In recent years, the Netanyahu government has snarled the long-standing association of liberalism, The New Republic, Democrats, and Israel by ostentatiously courting Republicans and their allies: American white fundamentalist Christians, anti-immigrant activists, and groups opposing race and gender minorities. In the tragic events of the last many months, the interrelated and seemingly insoluble tragedies of murderous terrorist attack, genocidal bombing, and settler aggression have divided liberals—that is, have divided Democrats. Some Jewish Democratic politicians have denounced Israel’s prosecution of the war, while others continue to offer unconditional support.
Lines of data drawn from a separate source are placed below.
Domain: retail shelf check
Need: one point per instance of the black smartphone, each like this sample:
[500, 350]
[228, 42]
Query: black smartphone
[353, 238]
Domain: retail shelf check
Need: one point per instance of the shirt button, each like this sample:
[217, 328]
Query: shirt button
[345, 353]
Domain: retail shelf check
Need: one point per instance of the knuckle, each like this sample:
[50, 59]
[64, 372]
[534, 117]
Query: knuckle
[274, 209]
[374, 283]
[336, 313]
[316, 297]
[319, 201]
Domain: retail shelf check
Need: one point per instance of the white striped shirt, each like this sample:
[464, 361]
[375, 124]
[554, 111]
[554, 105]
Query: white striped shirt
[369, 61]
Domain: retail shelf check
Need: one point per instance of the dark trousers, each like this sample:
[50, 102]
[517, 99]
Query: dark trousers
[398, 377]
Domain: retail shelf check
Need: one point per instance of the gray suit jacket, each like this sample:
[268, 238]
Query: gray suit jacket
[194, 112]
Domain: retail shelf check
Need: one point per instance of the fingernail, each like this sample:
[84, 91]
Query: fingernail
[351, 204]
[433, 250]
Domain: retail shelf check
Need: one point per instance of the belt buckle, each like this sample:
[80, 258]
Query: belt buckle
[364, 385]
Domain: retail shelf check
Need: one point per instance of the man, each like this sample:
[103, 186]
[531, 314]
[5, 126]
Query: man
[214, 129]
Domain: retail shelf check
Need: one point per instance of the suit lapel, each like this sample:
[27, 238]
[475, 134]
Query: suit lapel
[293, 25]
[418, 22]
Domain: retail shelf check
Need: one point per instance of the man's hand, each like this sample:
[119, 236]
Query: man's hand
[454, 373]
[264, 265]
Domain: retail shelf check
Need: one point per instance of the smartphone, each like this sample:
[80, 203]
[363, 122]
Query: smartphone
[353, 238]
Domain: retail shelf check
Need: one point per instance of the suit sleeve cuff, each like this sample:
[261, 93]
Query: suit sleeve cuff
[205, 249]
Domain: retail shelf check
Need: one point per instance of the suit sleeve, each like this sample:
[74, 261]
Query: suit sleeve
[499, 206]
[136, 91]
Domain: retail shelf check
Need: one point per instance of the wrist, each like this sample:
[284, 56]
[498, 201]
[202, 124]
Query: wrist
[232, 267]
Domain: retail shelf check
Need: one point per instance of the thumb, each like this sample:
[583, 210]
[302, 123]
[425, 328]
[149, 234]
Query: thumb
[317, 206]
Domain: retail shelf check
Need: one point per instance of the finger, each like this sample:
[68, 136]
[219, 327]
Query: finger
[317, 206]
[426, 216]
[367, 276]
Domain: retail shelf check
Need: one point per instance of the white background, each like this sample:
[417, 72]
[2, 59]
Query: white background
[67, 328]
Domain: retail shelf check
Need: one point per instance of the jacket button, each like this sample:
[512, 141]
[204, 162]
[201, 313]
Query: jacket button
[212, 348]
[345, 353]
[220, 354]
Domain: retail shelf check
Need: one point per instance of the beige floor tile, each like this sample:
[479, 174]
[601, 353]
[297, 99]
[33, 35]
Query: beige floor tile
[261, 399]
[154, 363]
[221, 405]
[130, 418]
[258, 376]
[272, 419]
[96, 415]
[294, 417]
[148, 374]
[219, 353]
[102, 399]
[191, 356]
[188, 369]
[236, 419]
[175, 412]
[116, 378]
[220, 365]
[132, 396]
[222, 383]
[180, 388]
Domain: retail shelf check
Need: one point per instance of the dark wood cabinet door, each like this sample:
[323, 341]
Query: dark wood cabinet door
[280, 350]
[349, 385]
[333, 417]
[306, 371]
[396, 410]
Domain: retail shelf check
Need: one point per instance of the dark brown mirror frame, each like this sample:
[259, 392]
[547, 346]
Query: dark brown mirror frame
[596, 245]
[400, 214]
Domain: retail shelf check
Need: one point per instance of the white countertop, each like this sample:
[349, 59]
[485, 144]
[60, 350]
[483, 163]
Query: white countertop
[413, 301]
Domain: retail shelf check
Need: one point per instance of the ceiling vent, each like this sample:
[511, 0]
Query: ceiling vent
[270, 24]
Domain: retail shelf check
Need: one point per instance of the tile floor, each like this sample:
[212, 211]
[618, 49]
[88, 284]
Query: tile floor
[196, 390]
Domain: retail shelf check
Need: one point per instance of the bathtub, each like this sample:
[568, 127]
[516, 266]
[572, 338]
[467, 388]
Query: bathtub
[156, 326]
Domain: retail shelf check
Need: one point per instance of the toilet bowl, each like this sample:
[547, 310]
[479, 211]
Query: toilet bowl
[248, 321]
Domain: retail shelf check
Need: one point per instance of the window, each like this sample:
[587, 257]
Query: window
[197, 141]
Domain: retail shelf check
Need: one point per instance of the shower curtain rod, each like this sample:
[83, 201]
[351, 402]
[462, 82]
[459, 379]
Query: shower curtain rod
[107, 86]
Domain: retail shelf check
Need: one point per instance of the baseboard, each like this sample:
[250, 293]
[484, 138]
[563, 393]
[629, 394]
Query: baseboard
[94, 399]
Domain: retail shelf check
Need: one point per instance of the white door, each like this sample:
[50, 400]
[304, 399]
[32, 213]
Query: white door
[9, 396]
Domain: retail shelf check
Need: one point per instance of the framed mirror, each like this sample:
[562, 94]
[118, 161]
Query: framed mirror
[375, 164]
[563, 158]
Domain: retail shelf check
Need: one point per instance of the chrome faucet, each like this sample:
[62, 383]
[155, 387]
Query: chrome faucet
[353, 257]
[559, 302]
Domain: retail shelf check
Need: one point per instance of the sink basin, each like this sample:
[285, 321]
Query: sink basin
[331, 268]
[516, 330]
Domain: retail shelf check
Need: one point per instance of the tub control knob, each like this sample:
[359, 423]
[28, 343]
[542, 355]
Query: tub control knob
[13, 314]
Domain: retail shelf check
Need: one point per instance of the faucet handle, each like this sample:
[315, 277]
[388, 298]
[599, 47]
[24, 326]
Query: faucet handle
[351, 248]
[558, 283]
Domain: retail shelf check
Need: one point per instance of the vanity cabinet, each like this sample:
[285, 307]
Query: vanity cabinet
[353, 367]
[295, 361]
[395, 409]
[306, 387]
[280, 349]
Thinking about—talking about—the intertwined conflicts of the Holocaust, nationalism, religion, government, Zionism, settlers, and two-tiered citizenship would seem to be too hard and complicated a problem for twenty-first-century American liberalism to solve. What liberals can do, what The New Republic can do, however, is to continue to use their lofty educations and journalistic prestige to clarify the issues, even the partisan conflicts, and to suggest remedies.
Thinking about how to solve Israel/Hamas/Palestinians is really, really hard. On the other hand, the great illiberal challenge of our times, Trumpist-Republican authoritarianism, is not at all hard. The remedies in law, voting, and political policies are straightforward. All we need to do is add “universal” to the suffrage plank of the 1912 platform of Theodore Roosevelt’s Progressive Party and rally support. Already in 1912, the need for universal health coverage was obvious. Still, in 2024, when the needs are even more obvious, liberalism knows what needs to be done. The American partisan politics around Israel/Hamas/Palestinians is infinitely hard, but if liberalism remains true to its long-standing values—from 1912, equal suffrage, government in the interest of “the people,” for “social and industrial justice”—it can recommend solutions to even this agonizing crisis.